Bukan hanya itu, dalam kolom komentar kembali Ahmad Jabbar memposting tulisan baru yang dinilai sudah menghina profesi wartawan dengan tulisanya "Siip ada2 aja wartawan skrg. saya ambil positif juga,, makin terkenal wajah saya.. ho ho tks pak zulpen."
Zulpen mempertanyakan maksud tulisan yang buat Ahmad Jabbar, apakah untuk menghina dirinya, atau menghina profesi wartawan atau menuduh dirinya sebagai wartawan sudah melakukan pemerasan.
"Saya melaporkan Ahmad Jabbar ke PWI Inhu karena status facebook-nya menyebutkan kata-kata yang menurut saya menistakan profesi wartawan," ujar Zulpen.
Sementara itu, Ketua PWI Kabupaten Inhu Kasmedi membenarkan laporan tersebut sudah masuk dan langsung menyikpainya dengan menggelar rapat internal PWI Inhu. "Kita menyesalkan perbuatan yang sudah melecehkan profesi wartawan, kita sudah menyepakati langkah-langkah yang diambil," ujarnya.
Lebih jauh dikatakan Kasmedi, selain membahas tulisan yang diposting oleh akun facebook atas nama Ahmad Jabbar, PWI Inhu juga meminta penjelasan dan membahas persoalan anggaran Cosial Sibility Respont (CSR) PT Pertamina EP Lirik secara terbuka di DPRD Inhu.
"Kita juga minta persoalan CSR perusahan ini penggunaannya diberitahukan ke DPRD, berapa jumlahnya, berapa persen untuk lingkungan sosial kemiskinan, pendidikan dan kesehatan," pungkasnya.
Pantauan di halaman beranda akun Facebook Ahmad Jabbar, Selasa (22/11/2016) siang dia tampak menuliskan bahwa telah mendapat kabar dirinya telah dilaporkan ke PWI Inhu.
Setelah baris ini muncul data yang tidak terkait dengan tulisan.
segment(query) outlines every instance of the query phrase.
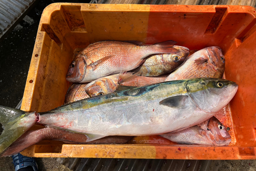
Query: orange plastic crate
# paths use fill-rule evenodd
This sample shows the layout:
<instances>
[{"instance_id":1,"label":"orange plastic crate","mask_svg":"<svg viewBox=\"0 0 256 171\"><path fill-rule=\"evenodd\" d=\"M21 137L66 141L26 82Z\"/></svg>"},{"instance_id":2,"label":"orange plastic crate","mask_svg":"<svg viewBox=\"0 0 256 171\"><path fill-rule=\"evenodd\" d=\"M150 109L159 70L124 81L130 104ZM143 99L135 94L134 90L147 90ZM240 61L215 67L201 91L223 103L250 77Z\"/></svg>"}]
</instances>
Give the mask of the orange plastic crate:
<instances>
[{"instance_id":1,"label":"orange plastic crate","mask_svg":"<svg viewBox=\"0 0 256 171\"><path fill-rule=\"evenodd\" d=\"M73 51L104 40L168 40L190 50L221 47L225 76L238 91L217 116L230 128L226 146L180 145L158 136L125 144L65 144L44 141L22 154L38 157L179 159L255 159L256 149L256 12L249 6L56 3L44 10L22 109L43 112L63 104ZM34 126L32 129L36 129Z\"/></svg>"}]
</instances>

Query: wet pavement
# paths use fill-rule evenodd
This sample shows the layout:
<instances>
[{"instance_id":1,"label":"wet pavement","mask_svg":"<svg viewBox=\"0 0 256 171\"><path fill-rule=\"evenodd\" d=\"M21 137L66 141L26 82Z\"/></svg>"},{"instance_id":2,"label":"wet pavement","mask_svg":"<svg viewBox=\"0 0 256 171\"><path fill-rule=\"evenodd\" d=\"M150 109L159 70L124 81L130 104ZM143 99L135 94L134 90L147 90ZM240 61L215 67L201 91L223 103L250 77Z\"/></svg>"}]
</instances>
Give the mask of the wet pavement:
<instances>
[{"instance_id":1,"label":"wet pavement","mask_svg":"<svg viewBox=\"0 0 256 171\"><path fill-rule=\"evenodd\" d=\"M40 15L55 0L39 1L15 29L0 42L0 105L15 107L22 99ZM86 2L69 1L69 2ZM69 170L52 158L36 158L39 170ZM0 171L14 170L11 157L0 160ZM219 170L256 170L256 160L224 160Z\"/></svg>"}]
</instances>

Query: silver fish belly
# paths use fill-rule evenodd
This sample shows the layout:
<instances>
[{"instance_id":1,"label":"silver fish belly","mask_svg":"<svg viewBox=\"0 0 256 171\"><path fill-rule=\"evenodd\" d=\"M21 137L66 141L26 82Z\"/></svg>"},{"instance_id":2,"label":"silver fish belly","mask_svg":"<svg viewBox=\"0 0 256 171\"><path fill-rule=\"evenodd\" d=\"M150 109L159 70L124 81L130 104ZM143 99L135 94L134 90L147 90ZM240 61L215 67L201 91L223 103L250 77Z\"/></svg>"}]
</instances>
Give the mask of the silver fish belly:
<instances>
[{"instance_id":1,"label":"silver fish belly","mask_svg":"<svg viewBox=\"0 0 256 171\"><path fill-rule=\"evenodd\" d=\"M228 100L225 99L225 103L218 100L218 104L208 104L207 102L201 104L198 99L193 99L191 94L194 91L197 97L200 91L205 91L206 88L203 87L209 85L209 88L216 88L210 86L218 81L227 86L233 86L230 92L224 93L227 91L224 88L219 89L223 92L215 92L221 96L226 95L226 98L227 94L230 94ZM224 83L225 81L227 83ZM156 84L93 97L60 107L49 113L43 113L39 123L83 133L88 136L88 141L110 135L159 135L184 129L212 117L216 110L221 109L231 100L237 87L233 82L216 79L195 79ZM211 98L210 93L207 98ZM203 110L200 108L201 106ZM210 112L211 108L215 108L214 112Z\"/></svg>"}]
</instances>

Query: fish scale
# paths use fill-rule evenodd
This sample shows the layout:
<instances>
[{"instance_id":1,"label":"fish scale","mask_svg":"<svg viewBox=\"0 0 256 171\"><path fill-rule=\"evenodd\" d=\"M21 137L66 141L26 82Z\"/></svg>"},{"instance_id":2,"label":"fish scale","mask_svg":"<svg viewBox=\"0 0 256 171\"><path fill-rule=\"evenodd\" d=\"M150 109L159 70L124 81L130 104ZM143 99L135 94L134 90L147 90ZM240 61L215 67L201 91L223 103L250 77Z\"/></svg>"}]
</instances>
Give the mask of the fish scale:
<instances>
[{"instance_id":1,"label":"fish scale","mask_svg":"<svg viewBox=\"0 0 256 171\"><path fill-rule=\"evenodd\" d=\"M221 60L221 57L223 61ZM224 68L225 58L220 48L208 47L187 57L183 64L167 77L165 81L193 78L221 78Z\"/></svg>"},{"instance_id":2,"label":"fish scale","mask_svg":"<svg viewBox=\"0 0 256 171\"><path fill-rule=\"evenodd\" d=\"M168 75L164 75L158 77L150 77L136 76L130 80L120 83L120 85L127 86L144 86L150 84L163 82L167 76Z\"/></svg>"},{"instance_id":3,"label":"fish scale","mask_svg":"<svg viewBox=\"0 0 256 171\"><path fill-rule=\"evenodd\" d=\"M137 67L147 56L174 53L176 42L169 40L153 45L138 45L117 41L106 41L82 51L70 65L66 78L73 82L84 83ZM102 46L99 47L99 45ZM97 59L96 60L96 59Z\"/></svg>"},{"instance_id":4,"label":"fish scale","mask_svg":"<svg viewBox=\"0 0 256 171\"><path fill-rule=\"evenodd\" d=\"M187 47L177 45L173 47L178 51L169 54L153 55L132 71L148 77L159 76L172 71L183 63L189 53ZM177 59L175 60L175 57Z\"/></svg>"},{"instance_id":5,"label":"fish scale","mask_svg":"<svg viewBox=\"0 0 256 171\"><path fill-rule=\"evenodd\" d=\"M197 78L117 91L40 113L0 106L0 122L5 128L0 135L0 154L36 123L84 134L87 141L178 131L212 117L238 88L228 80ZM7 111L16 116L8 118Z\"/></svg>"}]
</instances>

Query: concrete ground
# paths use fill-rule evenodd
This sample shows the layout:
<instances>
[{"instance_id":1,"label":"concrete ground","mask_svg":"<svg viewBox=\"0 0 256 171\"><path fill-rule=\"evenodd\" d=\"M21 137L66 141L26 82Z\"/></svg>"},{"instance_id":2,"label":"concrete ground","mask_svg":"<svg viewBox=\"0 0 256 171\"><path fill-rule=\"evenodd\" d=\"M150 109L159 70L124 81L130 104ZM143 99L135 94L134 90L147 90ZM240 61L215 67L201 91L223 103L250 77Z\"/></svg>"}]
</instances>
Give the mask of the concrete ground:
<instances>
[{"instance_id":1,"label":"concrete ground","mask_svg":"<svg viewBox=\"0 0 256 171\"><path fill-rule=\"evenodd\" d=\"M40 15L48 5L59 2L40 0L14 30L0 42L1 105L15 107L22 99ZM79 2L69 1L76 2ZM36 160L39 170L70 170L52 158ZM11 157L1 158L0 171L14 170L12 161ZM256 170L256 160L223 160L219 170Z\"/></svg>"}]
</instances>

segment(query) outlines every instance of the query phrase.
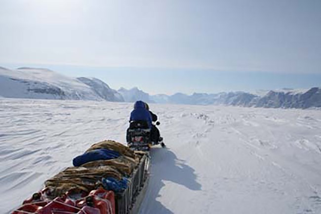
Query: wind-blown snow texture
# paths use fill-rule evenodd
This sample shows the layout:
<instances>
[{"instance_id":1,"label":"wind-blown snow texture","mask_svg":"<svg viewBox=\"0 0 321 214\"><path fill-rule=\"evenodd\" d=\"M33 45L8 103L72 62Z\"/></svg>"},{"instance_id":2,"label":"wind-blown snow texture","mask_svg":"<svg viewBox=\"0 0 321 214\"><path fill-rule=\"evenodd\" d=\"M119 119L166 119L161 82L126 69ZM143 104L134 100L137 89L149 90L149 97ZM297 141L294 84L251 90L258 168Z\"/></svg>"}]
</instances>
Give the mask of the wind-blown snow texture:
<instances>
[{"instance_id":1,"label":"wind-blown snow texture","mask_svg":"<svg viewBox=\"0 0 321 214\"><path fill-rule=\"evenodd\" d=\"M0 99L0 210L92 143L125 142L132 106ZM150 106L169 148L152 150L141 214L321 213L321 111Z\"/></svg>"}]
</instances>

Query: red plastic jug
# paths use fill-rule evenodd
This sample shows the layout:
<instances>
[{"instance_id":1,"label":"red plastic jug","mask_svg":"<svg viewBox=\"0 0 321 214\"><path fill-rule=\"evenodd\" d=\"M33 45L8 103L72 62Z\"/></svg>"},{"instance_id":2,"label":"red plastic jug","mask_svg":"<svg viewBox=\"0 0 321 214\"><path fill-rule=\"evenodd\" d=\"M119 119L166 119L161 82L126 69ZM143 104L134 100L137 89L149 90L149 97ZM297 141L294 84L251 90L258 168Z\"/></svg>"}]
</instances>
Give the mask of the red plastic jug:
<instances>
[{"instance_id":1,"label":"red plastic jug","mask_svg":"<svg viewBox=\"0 0 321 214\"><path fill-rule=\"evenodd\" d=\"M26 212L33 213L41 208L42 208L42 207L34 204L25 204L19 208L17 211L13 211L11 214L24 214Z\"/></svg>"}]
</instances>

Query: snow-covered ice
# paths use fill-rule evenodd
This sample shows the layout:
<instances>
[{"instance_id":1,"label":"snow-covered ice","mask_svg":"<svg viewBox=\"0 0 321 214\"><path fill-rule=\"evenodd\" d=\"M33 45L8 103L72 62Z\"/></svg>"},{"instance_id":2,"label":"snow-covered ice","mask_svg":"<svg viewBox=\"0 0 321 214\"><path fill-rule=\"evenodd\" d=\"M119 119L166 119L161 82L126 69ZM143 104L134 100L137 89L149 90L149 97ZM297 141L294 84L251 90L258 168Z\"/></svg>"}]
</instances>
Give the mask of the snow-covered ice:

Namun dari tulisan yang diposting 54 menit yang lalu saat jam menunjukkan pukul 11.47 WIB, Ahmad tampak santai dan legowo atas laporan tersebut.
"Barusan dapat info dari sahabat saya jurnalistik, bahwa sdr. Zulfen melaporkan saya ke PWI Kab. Inhu dan PWI kab.inhu melakukan somasi.. sebagai organisasi pwi,, saya sangat mendukung somasi ini.. sehingga dapat kelihatan kebenaran.. Nama WA sdh harum dan kebanggaan masyarakat lirik dan inhu. tpi seperti berita dibawah ini masih muncul di online..bravo," tulisnya sembari menautkan link berita online Antarariau.com dengan judul "Bayar Masuk Objek Wisata Pertamina Lirik, Pengunjung Kesal dan Mempertanyakan".